El nacimiento de la Universidad

A pesar de los destrozos sufridos durante la ocupación francesa del siglo XIX, en Salamanca todavía perviven numerosos colegios mayores y edificios históricos relacionados con la enseñanza. Destaca la Universidad Pontificia que incluye en su recinto la magnífica iglesia de la Clerecía, a cuya torre es recomendable subir para volver a descubrir Salamanca desde otro punto de referencia. Al bajar aparecen la peatonal calle Libreros y muy cerca la Casa de la Conchas, un palacio convertido en biblioteca.

Por la Cuesta de San Blas se llega al Colegio de Fonseca, cuya portada es otra maravilla del plateresco, pero donde tampoco hay que perderse el extraordinario claustro, considerado uno de los más logrados del Renacimiento de Castilla. Contrasta con el Palacio de Congresos, situado a poca distancia, una obra contemporánea del arquitecto Juan Navarro Baldeweg que, sin embargo, y gracias a esa piedra de Villamayor, se integra a la perfección en el conjunto histórico.
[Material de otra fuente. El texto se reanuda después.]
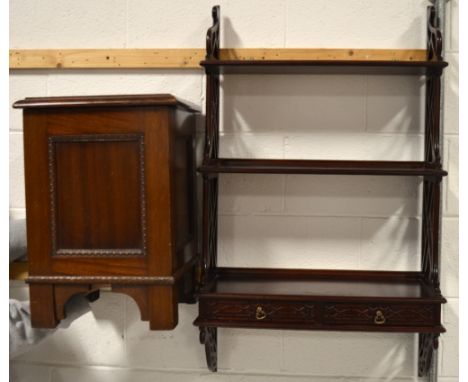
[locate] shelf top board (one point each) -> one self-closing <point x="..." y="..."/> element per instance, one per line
<point x="103" y="101"/>
<point x="347" y="285"/>
<point x="322" y="67"/>
<point x="302" y="166"/>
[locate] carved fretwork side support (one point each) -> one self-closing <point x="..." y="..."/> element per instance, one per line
<point x="428" y="343"/>
<point x="210" y="227"/>
<point x="430" y="232"/>
<point x="434" y="35"/>
<point x="431" y="188"/>
<point x="212" y="35"/>
<point x="211" y="150"/>
<point x="432" y="118"/>
<point x="208" y="337"/>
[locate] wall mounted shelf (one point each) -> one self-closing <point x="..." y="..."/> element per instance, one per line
<point x="323" y="299"/>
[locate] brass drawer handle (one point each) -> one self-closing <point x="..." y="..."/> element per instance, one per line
<point x="379" y="318"/>
<point x="260" y="314"/>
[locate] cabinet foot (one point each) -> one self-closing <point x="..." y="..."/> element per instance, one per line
<point x="208" y="337"/>
<point x="428" y="343"/>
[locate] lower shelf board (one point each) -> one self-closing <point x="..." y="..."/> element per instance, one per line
<point x="321" y="300"/>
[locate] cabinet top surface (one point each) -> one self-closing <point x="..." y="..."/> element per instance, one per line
<point x="103" y="100"/>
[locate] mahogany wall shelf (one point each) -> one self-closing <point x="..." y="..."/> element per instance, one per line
<point x="323" y="299"/>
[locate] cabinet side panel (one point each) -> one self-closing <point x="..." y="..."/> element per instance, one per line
<point x="97" y="193"/>
<point x="37" y="192"/>
<point x="183" y="180"/>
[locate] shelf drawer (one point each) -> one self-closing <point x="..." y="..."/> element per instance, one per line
<point x="258" y="311"/>
<point x="380" y="315"/>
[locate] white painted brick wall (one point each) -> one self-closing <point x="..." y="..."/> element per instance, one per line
<point x="266" y="220"/>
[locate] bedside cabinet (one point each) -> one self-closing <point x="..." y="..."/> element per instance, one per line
<point x="110" y="202"/>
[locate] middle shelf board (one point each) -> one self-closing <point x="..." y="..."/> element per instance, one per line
<point x="323" y="67"/>
<point x="338" y="167"/>
<point x="322" y="284"/>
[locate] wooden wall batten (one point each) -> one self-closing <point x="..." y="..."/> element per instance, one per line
<point x="188" y="58"/>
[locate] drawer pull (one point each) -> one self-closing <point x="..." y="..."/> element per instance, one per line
<point x="379" y="318"/>
<point x="260" y="314"/>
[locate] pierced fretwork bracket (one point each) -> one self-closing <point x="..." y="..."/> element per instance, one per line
<point x="208" y="337"/>
<point x="428" y="343"/>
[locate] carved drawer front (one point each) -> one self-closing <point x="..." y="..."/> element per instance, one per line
<point x="259" y="311"/>
<point x="379" y="315"/>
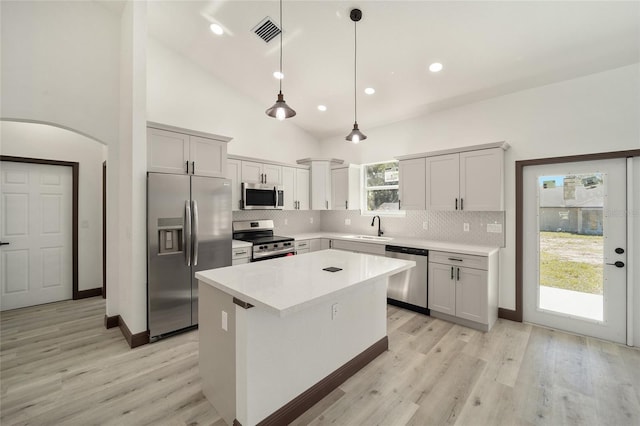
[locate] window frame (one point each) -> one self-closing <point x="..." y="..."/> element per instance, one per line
<point x="364" y="189"/>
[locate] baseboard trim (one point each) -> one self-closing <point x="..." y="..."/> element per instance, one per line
<point x="111" y="322"/>
<point x="134" y="340"/>
<point x="93" y="292"/>
<point x="509" y="314"/>
<point x="300" y="404"/>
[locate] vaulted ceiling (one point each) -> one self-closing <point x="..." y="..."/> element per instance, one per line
<point x="487" y="49"/>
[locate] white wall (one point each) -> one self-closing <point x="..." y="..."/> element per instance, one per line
<point x="52" y="143"/>
<point x="184" y="95"/>
<point x="595" y="113"/>
<point x="60" y="65"/>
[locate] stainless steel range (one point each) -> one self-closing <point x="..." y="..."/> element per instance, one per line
<point x="265" y="244"/>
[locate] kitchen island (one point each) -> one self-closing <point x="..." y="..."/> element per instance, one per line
<point x="277" y="336"/>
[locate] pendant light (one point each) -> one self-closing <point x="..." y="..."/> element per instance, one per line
<point x="356" y="135"/>
<point x="280" y="109"/>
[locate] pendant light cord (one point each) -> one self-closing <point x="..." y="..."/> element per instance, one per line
<point x="281" y="30"/>
<point x="355" y="70"/>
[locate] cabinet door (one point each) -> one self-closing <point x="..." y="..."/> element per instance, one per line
<point x="289" y="186"/>
<point x="273" y="174"/>
<point x="443" y="178"/>
<point x="442" y="288"/>
<point x="413" y="184"/>
<point x="233" y="173"/>
<point x="167" y="152"/>
<point x="471" y="294"/>
<point x="302" y="188"/>
<point x="481" y="180"/>
<point x="340" y="188"/>
<point x="251" y="172"/>
<point x="208" y="157"/>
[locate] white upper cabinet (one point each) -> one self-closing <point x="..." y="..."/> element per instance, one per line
<point x="482" y="180"/>
<point x="253" y="172"/>
<point x="345" y="187"/>
<point x="180" y="151"/>
<point x="167" y="152"/>
<point x="234" y="168"/>
<point x="468" y="181"/>
<point x="412" y="184"/>
<point x="295" y="182"/>
<point x="443" y="182"/>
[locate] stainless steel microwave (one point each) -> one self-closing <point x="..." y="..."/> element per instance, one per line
<point x="259" y="196"/>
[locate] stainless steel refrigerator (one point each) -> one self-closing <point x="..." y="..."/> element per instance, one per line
<point x="188" y="230"/>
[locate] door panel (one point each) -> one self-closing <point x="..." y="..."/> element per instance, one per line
<point x="574" y="218"/>
<point x="36" y="206"/>
<point x="169" y="285"/>
<point x="213" y="200"/>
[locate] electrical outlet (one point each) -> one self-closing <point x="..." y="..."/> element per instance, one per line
<point x="225" y="321"/>
<point x="494" y="227"/>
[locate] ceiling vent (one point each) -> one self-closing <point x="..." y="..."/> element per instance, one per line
<point x="266" y="29"/>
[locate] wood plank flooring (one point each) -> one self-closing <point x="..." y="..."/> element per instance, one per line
<point x="60" y="366"/>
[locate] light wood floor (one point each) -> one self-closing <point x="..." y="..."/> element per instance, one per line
<point x="59" y="365"/>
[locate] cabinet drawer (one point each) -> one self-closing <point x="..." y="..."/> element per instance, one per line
<point x="466" y="260"/>
<point x="240" y="253"/>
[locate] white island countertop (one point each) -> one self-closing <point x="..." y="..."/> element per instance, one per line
<point x="289" y="284"/>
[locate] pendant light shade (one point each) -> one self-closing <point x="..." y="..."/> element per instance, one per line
<point x="280" y="109"/>
<point x="356" y="135"/>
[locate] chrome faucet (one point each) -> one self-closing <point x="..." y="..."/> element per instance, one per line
<point x="373" y="221"/>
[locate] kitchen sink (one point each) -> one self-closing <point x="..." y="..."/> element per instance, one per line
<point x="368" y="237"/>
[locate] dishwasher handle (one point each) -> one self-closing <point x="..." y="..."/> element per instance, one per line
<point x="407" y="250"/>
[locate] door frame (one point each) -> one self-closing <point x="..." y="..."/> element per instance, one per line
<point x="516" y="315"/>
<point x="75" y="167"/>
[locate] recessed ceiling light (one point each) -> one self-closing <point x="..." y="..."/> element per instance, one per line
<point x="216" y="29"/>
<point x="435" y="67"/>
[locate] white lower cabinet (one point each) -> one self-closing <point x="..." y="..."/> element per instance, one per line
<point x="240" y="255"/>
<point x="464" y="288"/>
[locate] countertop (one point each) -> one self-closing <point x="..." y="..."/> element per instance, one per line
<point x="407" y="242"/>
<point x="289" y="284"/>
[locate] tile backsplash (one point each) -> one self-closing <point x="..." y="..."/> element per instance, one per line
<point x="441" y="225"/>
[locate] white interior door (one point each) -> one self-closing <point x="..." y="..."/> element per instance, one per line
<point x="36" y="232"/>
<point x="575" y="225"/>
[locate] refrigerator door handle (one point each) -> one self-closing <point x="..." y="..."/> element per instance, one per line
<point x="195" y="233"/>
<point x="187" y="242"/>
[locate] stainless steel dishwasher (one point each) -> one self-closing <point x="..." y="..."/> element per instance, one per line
<point x="408" y="289"/>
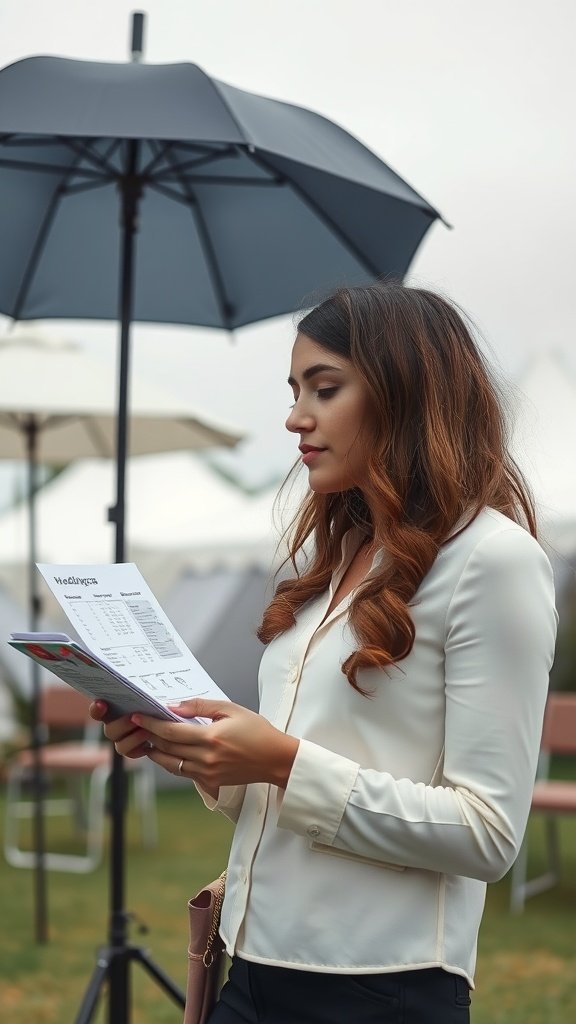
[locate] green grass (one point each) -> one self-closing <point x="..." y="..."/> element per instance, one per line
<point x="527" y="964"/>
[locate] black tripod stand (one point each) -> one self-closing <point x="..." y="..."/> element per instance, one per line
<point x="114" y="960"/>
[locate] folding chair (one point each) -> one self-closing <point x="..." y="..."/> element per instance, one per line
<point x="550" y="798"/>
<point x="84" y="766"/>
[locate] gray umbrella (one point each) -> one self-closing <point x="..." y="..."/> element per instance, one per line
<point x="156" y="193"/>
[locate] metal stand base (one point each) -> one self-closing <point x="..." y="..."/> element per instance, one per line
<point x="113" y="965"/>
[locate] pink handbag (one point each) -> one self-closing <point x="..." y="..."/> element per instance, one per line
<point x="205" y="952"/>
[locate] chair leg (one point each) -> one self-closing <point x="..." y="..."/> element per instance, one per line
<point x="518" y="883"/>
<point x="521" y="888"/>
<point x="78" y="863"/>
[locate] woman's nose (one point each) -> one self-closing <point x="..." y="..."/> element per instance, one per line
<point x="298" y="420"/>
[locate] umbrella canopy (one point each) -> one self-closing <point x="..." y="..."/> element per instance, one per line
<point x="245" y="204"/>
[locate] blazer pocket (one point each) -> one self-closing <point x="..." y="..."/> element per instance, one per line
<point x="358" y="858"/>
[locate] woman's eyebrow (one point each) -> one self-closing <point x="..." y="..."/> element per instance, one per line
<point x="318" y="368"/>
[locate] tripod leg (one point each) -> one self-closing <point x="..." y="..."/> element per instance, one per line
<point x="92" y="992"/>
<point x="158" y="974"/>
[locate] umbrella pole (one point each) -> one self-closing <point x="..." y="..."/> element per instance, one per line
<point x="41" y="924"/>
<point x="114" y="961"/>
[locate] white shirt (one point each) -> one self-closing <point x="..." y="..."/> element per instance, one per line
<point x="401" y="806"/>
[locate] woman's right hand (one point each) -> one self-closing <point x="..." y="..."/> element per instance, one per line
<point x="127" y="737"/>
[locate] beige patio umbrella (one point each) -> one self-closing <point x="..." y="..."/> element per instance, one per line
<point x="56" y="406"/>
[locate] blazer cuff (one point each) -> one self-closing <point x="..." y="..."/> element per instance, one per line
<point x="229" y="803"/>
<point x="317" y="794"/>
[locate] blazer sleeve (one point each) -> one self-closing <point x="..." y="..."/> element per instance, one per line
<point x="499" y="642"/>
<point x="229" y="803"/>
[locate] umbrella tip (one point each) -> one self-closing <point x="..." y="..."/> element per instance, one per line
<point x="136" y="45"/>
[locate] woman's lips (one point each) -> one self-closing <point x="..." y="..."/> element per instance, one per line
<point x="310" y="454"/>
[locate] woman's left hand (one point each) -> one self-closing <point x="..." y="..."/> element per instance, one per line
<point x="238" y="747"/>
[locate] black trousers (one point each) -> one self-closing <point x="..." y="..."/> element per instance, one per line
<point x="255" y="993"/>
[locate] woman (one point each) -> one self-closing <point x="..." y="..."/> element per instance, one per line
<point x="388" y="775"/>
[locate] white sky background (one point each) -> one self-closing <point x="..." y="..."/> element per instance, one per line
<point x="472" y="103"/>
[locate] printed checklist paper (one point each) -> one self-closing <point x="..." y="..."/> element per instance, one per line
<point x="128" y="652"/>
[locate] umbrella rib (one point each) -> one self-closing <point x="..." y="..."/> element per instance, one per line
<point x="24" y="165"/>
<point x="37" y="249"/>
<point x="202" y="161"/>
<point x="85" y="152"/>
<point x="208" y="156"/>
<point x="213" y="268"/>
<point x="326" y="219"/>
<point x="83" y="186"/>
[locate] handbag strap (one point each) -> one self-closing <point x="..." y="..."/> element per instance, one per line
<point x="208" y="957"/>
Los tesoros de un paseo por Salamanca

En realidad, no es posible dar un paso por el centro salmantino sin encontrar algún tesoro, ya lo sea por su valor monumental o por su relación con algún personaje. Ahí está el grandioso convento de San Esteban –fue un destacado centro de la contrarreforma religosa europea de los siglos XVI y XVII–, o el Palacio de Monterrey, cuyo plateresco sirvió de modelo a infinidad de edificios.

Otros pueden parecer discretos, como el Convento de Santa Clara, aunque en su interior esconde magníficos artesonados y frescos medievales. En cambio, a la Casa de Santa Teresa o a la de Miguel de Unamuno se va para sentir el paso de sus moradores, lo mismo que al romántico Jardín de Calixto y Melibea, al que se acude para descansar y soñar paseando.

No es posible dar un paso por el centro salmantino sin encontrar algún tesoro, ya lo sea por su valor monumental o por su relación con algún personaje

Por último, los que busquen una Salamanca alternativa deben visitar la antigua cárcel, convertida en el centro cultural Domus Artium, y la Plaza del Oeste, cerca de la estación de autobuses, un entorno que se ha transformado en un innovador museo de arte urbano, cuyo centro neurálgico es La Salchichería, un lugar imprescindible para tomarle el pulso a esta histórica ciudad que nunca deja de sorprender.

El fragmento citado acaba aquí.